At the beginning of the commercial, it says
“Based on horizontal drop. Aerial sequence simulated.”

then
“Professional driver on closed course. Do not attempt.”

then the message above at the point of impact.

I contribute nothing except to note that:

1. The stunt is accomplished at the Inyokern Airport, a small airport located in the Indian Wells Valley, about 120 miles north of LA, at the East Base of the Sierra Nevada (the peaks of which you see in the background). It exists primarily to serve the Naval Weapons Air Station - China Lake, and the neighboring support community, Ridgecrest. The tall, pointed peak in the center of the background is Owens Peak, which stands about 8000 feet ASL.

2. I grew up in Ridgecrest, and know that scenery very well. Lots of car commercials get filmed there. This was one of the most innovative.

3. There is almost always a wind blowing down off the Sierras. There would be no way to do the trick for real.

Also by using the correct lens on the camera, it can make the two cars appear to be just this far apart, when in fact they are 100 feet or more apart.
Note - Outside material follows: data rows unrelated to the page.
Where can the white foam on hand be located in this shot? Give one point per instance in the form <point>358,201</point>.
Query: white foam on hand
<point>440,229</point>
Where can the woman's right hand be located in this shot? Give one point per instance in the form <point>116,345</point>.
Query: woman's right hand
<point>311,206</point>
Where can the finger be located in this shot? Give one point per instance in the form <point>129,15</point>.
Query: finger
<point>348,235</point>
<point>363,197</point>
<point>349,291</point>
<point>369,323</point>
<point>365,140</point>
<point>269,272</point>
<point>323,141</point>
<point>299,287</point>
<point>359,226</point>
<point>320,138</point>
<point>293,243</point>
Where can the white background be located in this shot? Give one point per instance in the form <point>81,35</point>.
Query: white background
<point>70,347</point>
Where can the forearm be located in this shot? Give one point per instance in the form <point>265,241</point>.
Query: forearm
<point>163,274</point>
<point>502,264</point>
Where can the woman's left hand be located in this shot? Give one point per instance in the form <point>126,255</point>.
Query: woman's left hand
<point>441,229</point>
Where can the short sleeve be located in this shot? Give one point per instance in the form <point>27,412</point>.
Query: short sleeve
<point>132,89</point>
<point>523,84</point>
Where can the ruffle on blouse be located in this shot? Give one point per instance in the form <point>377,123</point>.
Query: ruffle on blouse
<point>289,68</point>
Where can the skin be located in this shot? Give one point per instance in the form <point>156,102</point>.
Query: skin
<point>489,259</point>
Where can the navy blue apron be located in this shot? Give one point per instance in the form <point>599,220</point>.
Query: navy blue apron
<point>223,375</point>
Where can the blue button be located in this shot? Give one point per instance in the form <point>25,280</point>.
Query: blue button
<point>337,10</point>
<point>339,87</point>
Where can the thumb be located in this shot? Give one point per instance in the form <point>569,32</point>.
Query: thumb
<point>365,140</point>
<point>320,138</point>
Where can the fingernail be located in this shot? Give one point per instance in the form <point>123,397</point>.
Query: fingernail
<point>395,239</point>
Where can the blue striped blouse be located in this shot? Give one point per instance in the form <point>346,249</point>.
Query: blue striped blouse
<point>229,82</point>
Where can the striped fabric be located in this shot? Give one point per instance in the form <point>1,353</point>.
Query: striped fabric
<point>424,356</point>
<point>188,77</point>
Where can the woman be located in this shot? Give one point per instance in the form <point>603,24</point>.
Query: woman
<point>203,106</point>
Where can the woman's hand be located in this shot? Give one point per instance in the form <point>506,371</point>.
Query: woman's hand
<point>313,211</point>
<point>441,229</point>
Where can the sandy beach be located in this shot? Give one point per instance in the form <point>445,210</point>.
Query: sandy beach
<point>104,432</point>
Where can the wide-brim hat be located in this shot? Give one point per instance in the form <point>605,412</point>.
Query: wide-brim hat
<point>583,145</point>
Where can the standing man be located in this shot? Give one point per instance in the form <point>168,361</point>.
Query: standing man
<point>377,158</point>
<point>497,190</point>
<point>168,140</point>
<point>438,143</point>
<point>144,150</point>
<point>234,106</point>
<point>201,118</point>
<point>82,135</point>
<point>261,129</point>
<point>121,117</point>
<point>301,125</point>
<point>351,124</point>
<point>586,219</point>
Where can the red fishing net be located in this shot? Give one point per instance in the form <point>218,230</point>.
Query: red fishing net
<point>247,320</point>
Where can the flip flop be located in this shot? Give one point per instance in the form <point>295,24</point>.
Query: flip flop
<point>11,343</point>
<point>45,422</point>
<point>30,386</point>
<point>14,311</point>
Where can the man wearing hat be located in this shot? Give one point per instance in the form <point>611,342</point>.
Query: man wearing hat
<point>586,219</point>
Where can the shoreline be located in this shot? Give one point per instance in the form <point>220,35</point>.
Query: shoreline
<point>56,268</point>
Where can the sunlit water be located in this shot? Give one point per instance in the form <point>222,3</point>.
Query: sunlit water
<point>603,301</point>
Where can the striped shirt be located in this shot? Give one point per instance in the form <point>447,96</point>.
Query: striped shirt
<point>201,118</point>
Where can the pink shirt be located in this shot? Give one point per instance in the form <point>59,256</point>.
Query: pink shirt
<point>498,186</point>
Wait, I need this established:

Was, or was not, a Lexus actually dropped from a helicopter and smashed to smithereens in the making of this commercial?

I think the important thing is that it is plausible. That the time it would take for the car to run that distance at top speed is less than what it would take it to free fall that same distance.

I very much doubt that it was actually done as shown for all the reasons already explained.

Did they drop a car from that height to measure the free fall time? Why not? The mythbusters have done it a couple times and their budget is certainly less than that of Toyota.

Did Toyota actually drop a car from the helicopter? I’m not sure, but I can tell you that cars/trucks + aircraft seem to have some odd fancination for ad guys.
MG dropped an MGB on a pallet with a parachute for a TV ad. There was a great picture in Car and Driver of the take where the chute did not open. It was not a very tall car.
Ford did a Ranger truck ad where they pushed a Ranger out of an airplane, with a group of skydivers. Somewhere at home I have a video tape of the first two attempts. The chutes did not deploy and both trucks went kersplat.* Ever seen a 1 foot tall pickup?
Recently there was a Land Rover ad where they loaded a Land Rover into an airplane and used the Rover’s navigation system to navigate the airplane.

*FTR and it might make a difference in your calculations, the Ford Ranger had a tiny drouge chute open. This stabilized the truck in a slight nose down attitude. It fell at the same speed the skydivers did when they were in the typical arms and legs spread position. Isn’t that about 125 MPH?

I noticed when I saw this commercial during the football games yesterday (the single commercial that wasn’t the rock-em-sock-em robots commercial) that there was fine print at the bottom of the ad saying something to the effect that the “falling car is simulated”. So, no, they did not.